Кто принимает истину теистического мировоззрения, тот в этой самой истине имеет для себя положительное основание думать, что в будущем нашего мира, несомненно, осуществится предвечная идея мирового бытия. Но при наличности тех противоречий мысли, которые неизбежно возникают из факта существования зла, эта вера в неведомое будущее логически может состояться лишь в том случае, если будет точно определен тот путь, которым действительно могла бы осуществиться Божия мысль о мире. А для точного определения этого пути необходимо предварительно выяснить, почему именно зло существует в мире. Ведь обстоятельства его появления, насколько мы разъяснили их, ни в малейшей степени не определяют собой, чтобы оно появилось и необходимо продолжало существовать. Напротив, если зло действительно вошло в мир только чрез свободную деятельность разумных существ, то, кажется, совершенно естественно думать, что оно и может существовать лишь до того времени, пока разумным существам будет угодно его поддерживать; а как только они пожелают его отвергнуть, то оно совершенно исчезнет из мира, и мир снова будет таким, каким он был до появления в нем зла. Между тем библейское учение прямо и решительно отвергает эту оптимистическую мечту, и притом отвергает ее не только по отношению к прошедшему и настоящему, но и по отношению ко всему будущему процессу мировой жизни, т.е. оно отвергает ее безусловно. По словам апостола, зло не может исчезнуть из мира по одному только желанию людей уничтожить его, потому что наклонность к нему, по крайней мере – в человеке, имеет значение физического закона жизни (Рим. 7, 21-23). Но чем, собственно, определяется это необходимое существование зла, – ясного и подробного ответа на этот вопрос апостольское учение нам не дает.

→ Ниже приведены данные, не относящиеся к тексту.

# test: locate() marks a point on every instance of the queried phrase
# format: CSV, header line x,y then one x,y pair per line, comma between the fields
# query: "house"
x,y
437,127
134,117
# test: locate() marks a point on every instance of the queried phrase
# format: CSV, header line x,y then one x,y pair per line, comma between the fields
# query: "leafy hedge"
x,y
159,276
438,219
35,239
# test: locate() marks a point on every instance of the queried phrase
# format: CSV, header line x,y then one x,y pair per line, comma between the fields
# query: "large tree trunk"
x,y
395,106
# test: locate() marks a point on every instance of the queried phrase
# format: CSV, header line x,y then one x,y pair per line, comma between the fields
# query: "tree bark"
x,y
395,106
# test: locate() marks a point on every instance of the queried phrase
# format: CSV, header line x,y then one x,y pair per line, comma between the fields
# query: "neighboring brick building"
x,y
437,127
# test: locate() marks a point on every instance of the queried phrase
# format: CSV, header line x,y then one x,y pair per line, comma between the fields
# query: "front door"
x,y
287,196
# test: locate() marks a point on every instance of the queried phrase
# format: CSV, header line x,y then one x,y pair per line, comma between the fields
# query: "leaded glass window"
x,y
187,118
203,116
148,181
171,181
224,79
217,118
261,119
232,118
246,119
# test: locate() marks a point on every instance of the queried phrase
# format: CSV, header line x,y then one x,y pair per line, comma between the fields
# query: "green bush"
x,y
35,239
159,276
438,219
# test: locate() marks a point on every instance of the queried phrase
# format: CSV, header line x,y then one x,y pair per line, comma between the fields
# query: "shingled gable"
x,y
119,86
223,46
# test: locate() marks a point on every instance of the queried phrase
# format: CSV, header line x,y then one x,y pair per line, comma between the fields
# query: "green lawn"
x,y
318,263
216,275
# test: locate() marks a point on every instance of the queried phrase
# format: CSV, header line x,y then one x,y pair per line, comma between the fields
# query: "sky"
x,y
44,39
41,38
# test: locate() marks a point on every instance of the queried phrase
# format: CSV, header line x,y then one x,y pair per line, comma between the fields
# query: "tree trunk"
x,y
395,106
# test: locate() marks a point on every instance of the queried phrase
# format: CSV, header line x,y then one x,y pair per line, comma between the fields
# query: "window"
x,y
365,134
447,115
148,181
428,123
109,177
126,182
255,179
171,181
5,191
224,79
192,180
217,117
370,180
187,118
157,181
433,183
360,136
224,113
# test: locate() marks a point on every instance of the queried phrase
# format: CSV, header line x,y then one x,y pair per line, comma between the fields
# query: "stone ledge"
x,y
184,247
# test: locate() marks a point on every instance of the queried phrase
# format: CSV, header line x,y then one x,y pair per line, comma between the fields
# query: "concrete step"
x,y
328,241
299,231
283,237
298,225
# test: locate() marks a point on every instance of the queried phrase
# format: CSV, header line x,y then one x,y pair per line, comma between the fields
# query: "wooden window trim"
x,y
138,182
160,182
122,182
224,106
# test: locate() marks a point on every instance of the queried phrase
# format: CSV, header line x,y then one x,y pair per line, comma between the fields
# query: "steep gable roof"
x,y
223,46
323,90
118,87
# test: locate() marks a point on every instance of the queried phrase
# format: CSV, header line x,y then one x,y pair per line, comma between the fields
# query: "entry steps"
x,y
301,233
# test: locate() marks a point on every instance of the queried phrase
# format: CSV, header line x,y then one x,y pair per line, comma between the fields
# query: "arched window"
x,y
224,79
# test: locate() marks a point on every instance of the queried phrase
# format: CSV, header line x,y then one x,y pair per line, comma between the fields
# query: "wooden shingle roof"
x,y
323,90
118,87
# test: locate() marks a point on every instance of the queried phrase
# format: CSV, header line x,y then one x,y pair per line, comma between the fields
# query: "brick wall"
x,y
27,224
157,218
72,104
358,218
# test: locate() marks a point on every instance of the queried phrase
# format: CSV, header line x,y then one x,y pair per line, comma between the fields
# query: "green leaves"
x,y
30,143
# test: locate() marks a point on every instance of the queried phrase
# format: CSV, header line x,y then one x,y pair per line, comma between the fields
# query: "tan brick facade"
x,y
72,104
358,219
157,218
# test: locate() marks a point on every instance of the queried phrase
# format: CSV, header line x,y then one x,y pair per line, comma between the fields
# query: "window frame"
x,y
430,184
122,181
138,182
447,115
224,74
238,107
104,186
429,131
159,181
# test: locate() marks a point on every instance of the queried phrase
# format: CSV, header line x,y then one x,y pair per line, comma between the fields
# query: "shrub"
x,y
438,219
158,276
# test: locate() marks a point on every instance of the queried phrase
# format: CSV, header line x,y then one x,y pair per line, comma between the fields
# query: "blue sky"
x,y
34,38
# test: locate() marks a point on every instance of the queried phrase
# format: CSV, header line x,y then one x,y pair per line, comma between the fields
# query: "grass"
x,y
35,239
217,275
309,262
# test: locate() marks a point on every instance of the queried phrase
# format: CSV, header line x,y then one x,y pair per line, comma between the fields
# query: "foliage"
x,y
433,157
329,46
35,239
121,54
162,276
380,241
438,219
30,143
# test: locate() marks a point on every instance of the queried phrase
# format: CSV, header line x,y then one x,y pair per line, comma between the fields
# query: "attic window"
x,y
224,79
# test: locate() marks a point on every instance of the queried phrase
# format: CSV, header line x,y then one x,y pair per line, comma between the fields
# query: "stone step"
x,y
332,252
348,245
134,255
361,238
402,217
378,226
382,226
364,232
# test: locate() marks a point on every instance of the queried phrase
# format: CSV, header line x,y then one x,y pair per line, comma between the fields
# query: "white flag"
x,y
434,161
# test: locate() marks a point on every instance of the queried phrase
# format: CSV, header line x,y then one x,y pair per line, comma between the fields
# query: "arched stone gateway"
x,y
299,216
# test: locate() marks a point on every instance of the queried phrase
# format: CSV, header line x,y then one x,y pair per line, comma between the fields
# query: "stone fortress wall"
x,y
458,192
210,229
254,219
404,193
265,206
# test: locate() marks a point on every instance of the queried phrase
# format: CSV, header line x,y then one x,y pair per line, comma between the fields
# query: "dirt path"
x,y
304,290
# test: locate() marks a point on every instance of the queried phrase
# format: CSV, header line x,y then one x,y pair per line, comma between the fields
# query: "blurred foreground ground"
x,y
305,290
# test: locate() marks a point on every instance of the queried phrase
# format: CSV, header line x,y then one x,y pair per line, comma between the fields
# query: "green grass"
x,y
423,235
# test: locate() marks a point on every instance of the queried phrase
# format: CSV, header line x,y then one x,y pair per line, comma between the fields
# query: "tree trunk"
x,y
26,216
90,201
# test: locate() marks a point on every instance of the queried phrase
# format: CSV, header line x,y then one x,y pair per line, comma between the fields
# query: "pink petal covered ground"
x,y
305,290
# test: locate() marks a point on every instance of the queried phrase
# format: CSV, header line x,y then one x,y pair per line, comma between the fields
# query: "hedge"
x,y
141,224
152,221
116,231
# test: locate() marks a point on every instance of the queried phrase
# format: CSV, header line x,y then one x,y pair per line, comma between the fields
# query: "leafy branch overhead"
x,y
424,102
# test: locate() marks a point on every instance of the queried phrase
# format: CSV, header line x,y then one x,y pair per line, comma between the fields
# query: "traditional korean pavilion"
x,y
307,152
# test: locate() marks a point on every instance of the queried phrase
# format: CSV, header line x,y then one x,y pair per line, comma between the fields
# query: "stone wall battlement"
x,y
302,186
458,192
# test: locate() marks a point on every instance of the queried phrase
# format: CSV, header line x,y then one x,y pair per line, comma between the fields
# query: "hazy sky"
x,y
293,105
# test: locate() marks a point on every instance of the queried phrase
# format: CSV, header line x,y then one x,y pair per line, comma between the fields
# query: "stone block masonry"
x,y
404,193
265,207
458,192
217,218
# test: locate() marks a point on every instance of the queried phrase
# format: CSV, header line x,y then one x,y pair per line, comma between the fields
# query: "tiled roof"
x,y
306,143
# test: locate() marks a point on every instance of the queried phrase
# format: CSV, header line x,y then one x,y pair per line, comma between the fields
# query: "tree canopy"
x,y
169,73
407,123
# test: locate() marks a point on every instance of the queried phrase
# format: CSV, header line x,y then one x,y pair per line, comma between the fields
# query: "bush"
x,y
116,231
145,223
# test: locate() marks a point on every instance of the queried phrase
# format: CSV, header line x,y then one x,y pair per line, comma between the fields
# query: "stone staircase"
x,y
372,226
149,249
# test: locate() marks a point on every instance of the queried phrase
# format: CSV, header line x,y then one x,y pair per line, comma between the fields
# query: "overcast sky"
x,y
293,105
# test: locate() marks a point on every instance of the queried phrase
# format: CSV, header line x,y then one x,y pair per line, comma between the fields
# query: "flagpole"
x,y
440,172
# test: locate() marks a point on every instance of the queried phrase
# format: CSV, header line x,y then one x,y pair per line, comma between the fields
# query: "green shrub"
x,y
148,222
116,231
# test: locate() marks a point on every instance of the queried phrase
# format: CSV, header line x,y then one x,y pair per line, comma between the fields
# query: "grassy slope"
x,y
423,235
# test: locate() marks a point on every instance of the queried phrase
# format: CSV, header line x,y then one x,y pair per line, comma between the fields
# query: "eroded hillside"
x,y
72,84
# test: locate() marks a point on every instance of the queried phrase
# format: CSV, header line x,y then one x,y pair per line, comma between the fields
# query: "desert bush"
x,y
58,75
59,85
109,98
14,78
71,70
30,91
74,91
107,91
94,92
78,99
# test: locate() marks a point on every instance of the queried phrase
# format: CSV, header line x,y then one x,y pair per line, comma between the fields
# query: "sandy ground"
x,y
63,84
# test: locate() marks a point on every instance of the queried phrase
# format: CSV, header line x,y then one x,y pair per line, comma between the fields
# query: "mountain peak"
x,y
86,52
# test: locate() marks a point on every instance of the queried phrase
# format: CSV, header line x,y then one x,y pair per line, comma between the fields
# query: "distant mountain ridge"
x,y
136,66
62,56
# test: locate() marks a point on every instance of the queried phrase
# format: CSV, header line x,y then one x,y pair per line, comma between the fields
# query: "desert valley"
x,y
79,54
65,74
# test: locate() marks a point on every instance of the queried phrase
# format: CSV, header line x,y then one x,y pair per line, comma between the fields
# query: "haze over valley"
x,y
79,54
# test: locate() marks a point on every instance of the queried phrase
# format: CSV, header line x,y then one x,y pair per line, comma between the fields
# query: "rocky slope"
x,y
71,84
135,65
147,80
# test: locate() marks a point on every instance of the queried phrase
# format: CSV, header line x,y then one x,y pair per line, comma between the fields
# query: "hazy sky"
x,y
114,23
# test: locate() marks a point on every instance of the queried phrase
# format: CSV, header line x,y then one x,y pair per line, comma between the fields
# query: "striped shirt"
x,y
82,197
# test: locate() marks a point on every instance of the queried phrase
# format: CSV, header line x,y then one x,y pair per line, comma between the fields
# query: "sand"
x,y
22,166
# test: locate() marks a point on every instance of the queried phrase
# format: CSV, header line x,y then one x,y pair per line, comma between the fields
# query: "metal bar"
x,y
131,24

Между тем этот вопрос существенно важен, и, конечно, не трудно понять, в чем заключается его особенная важность. Если верно, что зло, раз введенное в мир свободной волей разумных существ, потом уж действительно не может исчезнуть из мира, то само собой понятно, что осуществление конечной цели мирового

бытия может быть достигнуто только путем какого-нибудь чуда, т.е. таким исключительным путем, который лежит вне естественного хода мировой жизни и потому совершенно не может быть определен в естественных границах человеческого мышления. Если же существование или не существование зла всецело зависит от свободной воли разумных существ, то для построения веры в будущее уничтожение зла, конечно, не требуется никакого другого основания, кроме действительного факта свободы, и в таком случае вся задача философской мысли по отношению к теистическому пониманию мира, очевидно, будет состоять лишь в определении тех условий, при которых действительно могло бы осуществиться предвечное назначение бытия. Следовательно, в зависимости от того, как и чем объясняется существование зла, возможно признание или отрицание не только библейского взгляда на зло, но и всей вообще сущности библейского вероучения в его подлинном, сверхъестественном содержании; потому что вся сущность библейского учения, несомненно, выражается учением о Божием спасении мира от зла, а это учение можно сделать понятным и вероятным исключительно только в познании о невозможности естественного уничтожения зла. Но правда ли, что мир не может сам собой освободиться от зла, и почему же именно он не может освободиться от него? Этот вопрос во всяком случае решается не одинаково.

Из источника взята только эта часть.